Verghese crammed several lives into one. He was a reporter, an editor, a traveller, a bureaucrat as information adviser to the Prime Minister, visiting professor at the Centre for Policy Research, Fellow of the Administrative Staff College of India, Chairman of the Commonwealth Human Rights Commission and of course author.

The journalist prevails over all others in the writing of this autobiography. So his account of events, his references to the dramatis personae and his summing-up observations have the appeal of honesty, not the evasiveness of diplomacy.

His stint as adviser to Indira Gandhi allows him to speak frankly about the reality of high-level activities – how drafts for after-dinner speeches are finalised only after the dinner has started, how the Government does not work out a world view and relies instead on tired slogans, “the haphazard manner in which government functioned and the Prime Minister’s inexperience in so many matters”.
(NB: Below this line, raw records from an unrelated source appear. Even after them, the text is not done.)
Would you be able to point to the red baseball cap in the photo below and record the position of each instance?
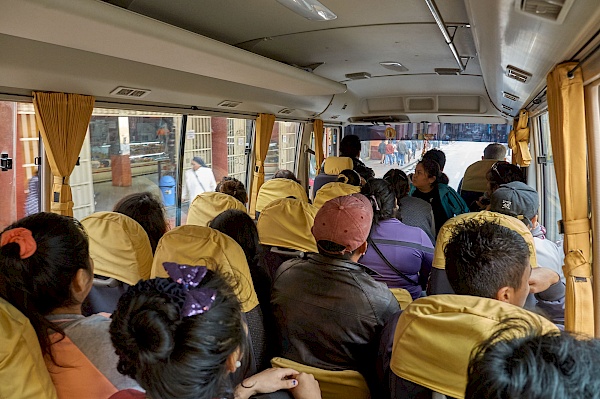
(345, 221)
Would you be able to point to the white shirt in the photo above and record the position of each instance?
(198, 182)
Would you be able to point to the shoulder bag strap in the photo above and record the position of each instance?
(387, 262)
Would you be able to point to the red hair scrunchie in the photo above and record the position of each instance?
(23, 237)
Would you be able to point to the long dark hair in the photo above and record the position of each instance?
(148, 211)
(41, 283)
(172, 356)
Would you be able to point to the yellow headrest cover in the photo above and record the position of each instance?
(209, 205)
(435, 336)
(119, 247)
(22, 369)
(286, 222)
(439, 259)
(333, 190)
(203, 246)
(279, 188)
(334, 165)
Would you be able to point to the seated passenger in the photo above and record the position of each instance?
(350, 146)
(148, 211)
(488, 267)
(474, 183)
(400, 254)
(554, 365)
(46, 272)
(183, 336)
(328, 308)
(413, 211)
(428, 186)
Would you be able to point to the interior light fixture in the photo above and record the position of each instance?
(309, 9)
(394, 66)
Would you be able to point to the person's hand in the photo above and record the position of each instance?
(541, 279)
(307, 388)
(267, 381)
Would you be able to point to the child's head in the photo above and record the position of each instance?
(45, 265)
(180, 337)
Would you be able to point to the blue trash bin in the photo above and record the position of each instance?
(167, 188)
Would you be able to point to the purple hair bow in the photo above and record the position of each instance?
(197, 300)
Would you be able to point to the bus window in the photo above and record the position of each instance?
(19, 142)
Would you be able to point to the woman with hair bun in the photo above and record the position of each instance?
(46, 272)
(427, 185)
(183, 337)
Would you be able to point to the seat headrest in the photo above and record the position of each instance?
(439, 259)
(334, 165)
(119, 247)
(207, 206)
(333, 190)
(435, 336)
(203, 246)
(287, 222)
(279, 188)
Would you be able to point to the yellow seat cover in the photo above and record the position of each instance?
(333, 190)
(287, 223)
(203, 246)
(435, 336)
(334, 165)
(22, 369)
(207, 206)
(279, 188)
(439, 259)
(119, 247)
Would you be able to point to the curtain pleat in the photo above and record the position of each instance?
(319, 134)
(62, 120)
(568, 133)
(264, 129)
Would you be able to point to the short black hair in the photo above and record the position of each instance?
(519, 361)
(482, 257)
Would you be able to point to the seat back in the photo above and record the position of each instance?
(333, 190)
(206, 206)
(330, 170)
(287, 223)
(22, 369)
(275, 189)
(347, 384)
(435, 335)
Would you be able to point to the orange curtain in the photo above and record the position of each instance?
(569, 143)
(518, 141)
(62, 120)
(264, 129)
(319, 134)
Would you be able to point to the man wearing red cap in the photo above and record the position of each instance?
(328, 308)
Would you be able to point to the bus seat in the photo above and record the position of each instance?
(332, 166)
(438, 282)
(122, 256)
(207, 206)
(22, 369)
(347, 384)
(203, 246)
(402, 296)
(435, 335)
(278, 188)
(333, 190)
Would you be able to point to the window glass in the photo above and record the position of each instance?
(19, 142)
(282, 148)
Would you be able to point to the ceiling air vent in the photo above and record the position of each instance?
(358, 75)
(549, 10)
(122, 91)
(229, 103)
(517, 74)
(447, 71)
(510, 96)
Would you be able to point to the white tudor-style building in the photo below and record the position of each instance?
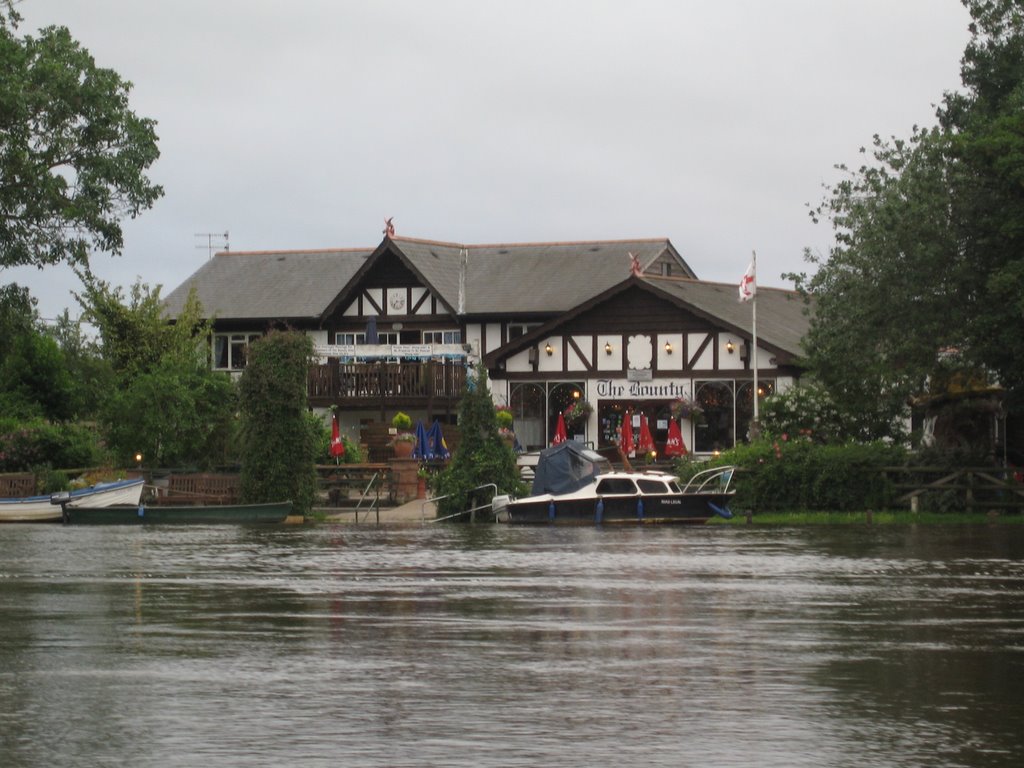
(625, 325)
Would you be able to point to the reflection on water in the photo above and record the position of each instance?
(317, 646)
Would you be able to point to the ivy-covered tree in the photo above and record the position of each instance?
(73, 155)
(929, 255)
(279, 442)
(481, 457)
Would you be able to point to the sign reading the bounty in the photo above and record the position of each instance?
(619, 389)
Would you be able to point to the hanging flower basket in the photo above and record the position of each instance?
(578, 413)
(684, 408)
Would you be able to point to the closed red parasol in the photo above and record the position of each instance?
(626, 441)
(675, 445)
(560, 434)
(337, 446)
(646, 442)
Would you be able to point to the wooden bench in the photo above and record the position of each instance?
(17, 485)
(340, 480)
(201, 487)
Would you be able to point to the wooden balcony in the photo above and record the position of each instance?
(434, 385)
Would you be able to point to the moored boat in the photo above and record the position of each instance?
(161, 514)
(48, 508)
(573, 485)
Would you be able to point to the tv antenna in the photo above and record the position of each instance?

Verghese’ assessment of Indira Gandhi is a highlight of the book. He pays tribute to her qualities of leadership, the dignity of her deportment, her pride in India. But he is unsparing in his condemnation of the Emergency, the “savage and thoroughly illegal demolition orgy” of Sanjay Gandhi and of Indira’s own “split personality”.

B.G.Verghese is a serious person, concerned with serious, “un-sexy” topics like water resources. That makes his humour more appealing. The quality of his mind is reflected in the lightness with which he describes his introduction to the Prime Minister’s Secretariat.

“There was no airconditioner in the room as the previous incumbent was a mere deputy secretary who ‘as per rules’ was not entitled to feel overly hot. The official theory was that the blood grew thinner with ascending seniority, entitling the officer to one, two or more airconditioners. The same theory worked for arm rests, back rests and foot rests….. Nor did I allow my chaprassi to hover around the car park in the morning to relieve me of my briefcase the moment I arrived. Official research had established that senior officers carry so much responsibility that the weight of a briefcase could do incalculable damage to their spine”.

His briefcase tightly held in his own hand, Verghese kept his spine straight and walked tall.